Livius torció los labios en algo remotamente semejante a una sonrisa,
– Y ahí, al fin -suspiró-, Gracchus se dio cuenta de lo que tenía que hacer. Cuando me garantizó que ya no recibiría más informes sentí un alivio inconmensurable. Como si hubieran acabado tres meses de estreñimiento, si me permite tan zafia comparación. Pero entonces advertí que surgía un peligro.Ya no había nadie entre Gracchus y usted. Antes de que el canónigo supervisor general de la obra tuviese alguna idea descarriada, le comuniqué que usted pasaba a estar bajo mi supervisión directa. Murmuró algo acerca de la irregularidad del procedimiento y mencionó que ya había pensado en un sustituto para el importuno, un hombre anciano y poco aficionado a buscarse problemas. Tampoco hizo demasiado hincapié. Es uno de los pocos detalles por los que le debo gratitud.Y así es como ha llegado usted hasta este despacho, esta mañana.
– Un itinerario singular, aunque no haya sido consciente de él -apreció Bálder, sin entusiasmo.
– No parece estimar en mucho mis desvelos -dedujo Livius.
– No alcanzo a percibir en qué habrán de favorecerme.
– Por lo pronto, puede estar ahí sentado, haciéndose esa pregunta. Los planes que otros tenían para usted le habrían conducido hace tiempo a un asiento menos confortable y a una habitación con peores vistas.
Bálder se volvió hacia la catedral. Señalándola, se burló:
– ¿Peores todavía?
– A mí ésa no me parece una mala vista. ¿Sabe algo? Nunca he estado en la obra. Siempre la he mirado desde aquí. Al principio, cuando no estaban las torres, resultaba poco llamativa. Ahora hay días en que la encuentro muy hermosa. Como sin duda habrá notado, amanece detrás de ella.Yo comienzo mi jornada muy temprano.Algunas mañanas de verano y de otoño el panorama llega a embargar el espíritu.

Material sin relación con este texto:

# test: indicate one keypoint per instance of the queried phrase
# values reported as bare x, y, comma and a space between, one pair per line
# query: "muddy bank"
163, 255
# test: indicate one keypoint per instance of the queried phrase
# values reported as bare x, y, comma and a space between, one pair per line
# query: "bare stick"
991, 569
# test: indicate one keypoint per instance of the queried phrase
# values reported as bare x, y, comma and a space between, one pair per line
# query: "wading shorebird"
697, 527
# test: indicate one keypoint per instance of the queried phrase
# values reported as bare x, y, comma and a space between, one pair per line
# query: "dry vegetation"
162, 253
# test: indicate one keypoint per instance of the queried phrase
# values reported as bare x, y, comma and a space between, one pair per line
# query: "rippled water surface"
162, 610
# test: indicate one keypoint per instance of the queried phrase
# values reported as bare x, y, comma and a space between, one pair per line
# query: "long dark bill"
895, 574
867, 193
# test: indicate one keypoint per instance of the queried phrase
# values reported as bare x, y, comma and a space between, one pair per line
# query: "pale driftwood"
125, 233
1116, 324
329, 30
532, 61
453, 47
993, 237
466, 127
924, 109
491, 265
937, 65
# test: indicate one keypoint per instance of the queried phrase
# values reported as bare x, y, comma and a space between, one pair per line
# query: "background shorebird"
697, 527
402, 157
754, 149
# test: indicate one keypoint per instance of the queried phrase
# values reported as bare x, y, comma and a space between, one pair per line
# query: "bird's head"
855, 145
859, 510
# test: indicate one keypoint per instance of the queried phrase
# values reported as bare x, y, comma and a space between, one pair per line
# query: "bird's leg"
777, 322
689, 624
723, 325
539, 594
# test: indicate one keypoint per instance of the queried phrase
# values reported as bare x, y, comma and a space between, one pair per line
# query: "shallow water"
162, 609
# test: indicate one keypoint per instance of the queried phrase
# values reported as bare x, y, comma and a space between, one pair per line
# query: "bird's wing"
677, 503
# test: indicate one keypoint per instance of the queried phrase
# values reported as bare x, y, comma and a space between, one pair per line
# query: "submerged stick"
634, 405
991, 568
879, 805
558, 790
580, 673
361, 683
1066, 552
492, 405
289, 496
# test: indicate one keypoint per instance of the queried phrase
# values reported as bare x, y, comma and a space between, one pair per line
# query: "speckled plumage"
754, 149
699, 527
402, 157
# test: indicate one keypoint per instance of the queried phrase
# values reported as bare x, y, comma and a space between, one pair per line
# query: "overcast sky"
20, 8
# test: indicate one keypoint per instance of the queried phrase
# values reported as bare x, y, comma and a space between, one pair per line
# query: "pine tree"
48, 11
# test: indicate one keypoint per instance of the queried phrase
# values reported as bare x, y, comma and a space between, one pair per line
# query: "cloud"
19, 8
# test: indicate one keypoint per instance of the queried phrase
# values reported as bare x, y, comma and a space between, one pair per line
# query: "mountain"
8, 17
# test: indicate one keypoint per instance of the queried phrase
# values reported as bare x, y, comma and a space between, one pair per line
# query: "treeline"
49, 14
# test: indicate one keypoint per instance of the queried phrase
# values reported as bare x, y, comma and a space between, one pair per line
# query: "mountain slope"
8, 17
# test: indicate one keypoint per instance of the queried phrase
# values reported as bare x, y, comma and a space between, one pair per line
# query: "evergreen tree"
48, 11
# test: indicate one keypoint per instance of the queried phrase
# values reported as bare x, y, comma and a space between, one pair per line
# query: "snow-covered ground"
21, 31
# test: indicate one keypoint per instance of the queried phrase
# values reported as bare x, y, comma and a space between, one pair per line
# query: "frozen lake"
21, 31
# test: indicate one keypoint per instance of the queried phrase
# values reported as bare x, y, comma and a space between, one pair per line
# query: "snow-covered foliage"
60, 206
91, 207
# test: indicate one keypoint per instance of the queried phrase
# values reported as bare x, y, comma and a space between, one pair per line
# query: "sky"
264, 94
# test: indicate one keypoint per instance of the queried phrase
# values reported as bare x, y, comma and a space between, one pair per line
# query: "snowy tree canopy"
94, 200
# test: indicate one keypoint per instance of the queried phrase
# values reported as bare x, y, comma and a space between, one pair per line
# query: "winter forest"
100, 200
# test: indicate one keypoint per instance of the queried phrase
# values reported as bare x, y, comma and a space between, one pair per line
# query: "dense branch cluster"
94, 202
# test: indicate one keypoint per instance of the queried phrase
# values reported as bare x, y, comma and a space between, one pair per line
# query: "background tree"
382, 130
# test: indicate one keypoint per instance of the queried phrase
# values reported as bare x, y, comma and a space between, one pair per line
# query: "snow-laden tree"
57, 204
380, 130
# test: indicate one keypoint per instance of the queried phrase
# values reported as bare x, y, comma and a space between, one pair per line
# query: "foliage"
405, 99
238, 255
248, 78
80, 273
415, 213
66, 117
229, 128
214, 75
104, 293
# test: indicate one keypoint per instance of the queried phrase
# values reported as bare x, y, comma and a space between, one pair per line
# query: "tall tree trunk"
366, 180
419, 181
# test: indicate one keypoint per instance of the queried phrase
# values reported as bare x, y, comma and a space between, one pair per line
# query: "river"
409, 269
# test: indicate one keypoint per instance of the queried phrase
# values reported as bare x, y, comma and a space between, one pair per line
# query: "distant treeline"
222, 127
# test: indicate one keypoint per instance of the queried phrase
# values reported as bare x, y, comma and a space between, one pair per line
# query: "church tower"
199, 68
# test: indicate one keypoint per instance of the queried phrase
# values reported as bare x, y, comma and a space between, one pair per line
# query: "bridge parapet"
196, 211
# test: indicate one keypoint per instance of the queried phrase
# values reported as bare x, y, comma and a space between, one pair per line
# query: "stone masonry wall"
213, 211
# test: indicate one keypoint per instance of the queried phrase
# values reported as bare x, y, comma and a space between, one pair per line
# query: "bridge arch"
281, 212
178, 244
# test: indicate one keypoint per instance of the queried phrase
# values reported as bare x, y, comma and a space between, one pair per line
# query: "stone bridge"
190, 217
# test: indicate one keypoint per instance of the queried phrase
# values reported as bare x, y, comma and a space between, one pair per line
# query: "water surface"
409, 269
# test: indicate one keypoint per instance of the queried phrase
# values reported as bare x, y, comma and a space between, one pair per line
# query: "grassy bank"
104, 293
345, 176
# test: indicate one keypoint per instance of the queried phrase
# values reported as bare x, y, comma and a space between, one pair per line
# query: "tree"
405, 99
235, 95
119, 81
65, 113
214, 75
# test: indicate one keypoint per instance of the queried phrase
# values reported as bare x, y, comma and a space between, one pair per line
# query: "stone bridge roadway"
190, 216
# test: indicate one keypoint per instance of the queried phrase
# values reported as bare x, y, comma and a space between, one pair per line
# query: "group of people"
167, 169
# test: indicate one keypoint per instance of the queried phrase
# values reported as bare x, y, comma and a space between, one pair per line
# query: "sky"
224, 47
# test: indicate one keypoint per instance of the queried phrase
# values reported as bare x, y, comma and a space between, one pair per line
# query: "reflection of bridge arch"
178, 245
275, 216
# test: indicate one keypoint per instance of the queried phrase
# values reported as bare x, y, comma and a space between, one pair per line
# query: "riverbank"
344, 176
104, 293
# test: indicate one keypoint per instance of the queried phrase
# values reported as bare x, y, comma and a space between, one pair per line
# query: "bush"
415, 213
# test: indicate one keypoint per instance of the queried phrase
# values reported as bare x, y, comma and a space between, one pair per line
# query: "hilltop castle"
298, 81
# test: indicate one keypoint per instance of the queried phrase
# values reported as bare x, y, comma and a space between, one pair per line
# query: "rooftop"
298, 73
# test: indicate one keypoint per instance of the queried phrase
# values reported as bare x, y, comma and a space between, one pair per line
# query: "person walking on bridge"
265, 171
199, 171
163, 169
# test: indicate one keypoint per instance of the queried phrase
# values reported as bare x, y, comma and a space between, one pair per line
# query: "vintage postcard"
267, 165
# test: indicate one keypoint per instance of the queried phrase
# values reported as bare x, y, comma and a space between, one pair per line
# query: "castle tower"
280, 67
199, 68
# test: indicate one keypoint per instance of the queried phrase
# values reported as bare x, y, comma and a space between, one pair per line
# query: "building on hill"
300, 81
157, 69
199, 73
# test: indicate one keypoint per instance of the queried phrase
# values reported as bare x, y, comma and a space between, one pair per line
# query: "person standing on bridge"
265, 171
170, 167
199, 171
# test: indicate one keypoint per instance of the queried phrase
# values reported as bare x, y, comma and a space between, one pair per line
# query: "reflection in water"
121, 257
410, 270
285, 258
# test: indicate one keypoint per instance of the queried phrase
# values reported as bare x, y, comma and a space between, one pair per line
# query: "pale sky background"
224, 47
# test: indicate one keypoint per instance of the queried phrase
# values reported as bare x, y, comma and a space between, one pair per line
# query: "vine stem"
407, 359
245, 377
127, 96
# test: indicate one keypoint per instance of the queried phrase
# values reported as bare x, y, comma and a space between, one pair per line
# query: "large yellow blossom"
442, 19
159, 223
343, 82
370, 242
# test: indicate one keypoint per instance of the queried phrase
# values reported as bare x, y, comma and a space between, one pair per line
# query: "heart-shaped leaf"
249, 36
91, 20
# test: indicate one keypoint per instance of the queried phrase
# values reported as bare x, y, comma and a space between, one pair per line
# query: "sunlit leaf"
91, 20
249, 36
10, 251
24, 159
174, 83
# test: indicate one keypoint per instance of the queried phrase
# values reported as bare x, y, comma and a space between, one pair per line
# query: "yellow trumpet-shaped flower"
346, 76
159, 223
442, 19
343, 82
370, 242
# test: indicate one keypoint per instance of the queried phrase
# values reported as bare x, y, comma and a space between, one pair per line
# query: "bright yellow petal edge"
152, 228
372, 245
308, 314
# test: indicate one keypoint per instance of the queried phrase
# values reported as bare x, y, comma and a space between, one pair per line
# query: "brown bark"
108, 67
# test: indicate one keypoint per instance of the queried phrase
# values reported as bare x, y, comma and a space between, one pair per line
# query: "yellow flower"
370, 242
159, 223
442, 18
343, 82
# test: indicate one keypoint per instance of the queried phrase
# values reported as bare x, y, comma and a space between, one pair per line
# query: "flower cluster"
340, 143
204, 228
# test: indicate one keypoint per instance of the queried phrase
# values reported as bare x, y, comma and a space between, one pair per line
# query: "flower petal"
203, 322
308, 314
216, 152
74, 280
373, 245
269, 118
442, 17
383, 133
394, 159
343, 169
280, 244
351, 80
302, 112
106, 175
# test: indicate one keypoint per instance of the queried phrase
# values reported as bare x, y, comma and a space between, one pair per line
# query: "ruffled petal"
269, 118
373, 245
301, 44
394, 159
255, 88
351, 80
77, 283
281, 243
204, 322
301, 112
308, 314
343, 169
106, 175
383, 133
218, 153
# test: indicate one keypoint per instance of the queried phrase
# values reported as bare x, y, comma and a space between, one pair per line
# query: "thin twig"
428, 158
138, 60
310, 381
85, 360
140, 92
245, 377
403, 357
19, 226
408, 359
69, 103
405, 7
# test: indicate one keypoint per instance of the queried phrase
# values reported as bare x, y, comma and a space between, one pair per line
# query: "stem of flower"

El extranjero movió la cabeza afirmativamente.
– Dichoso usted, Livius. Allí, en eso que usted contempla desde tan lejos, hay ahora un hatajo de infelices. Un panorama algo menos despejado que el suyo les tiene embargado, sí, ésa podría ser la palabra, hasta el último jirón de lo que les queda de espíritu.Y no sólo cuando amanece, en el otoño o el verano.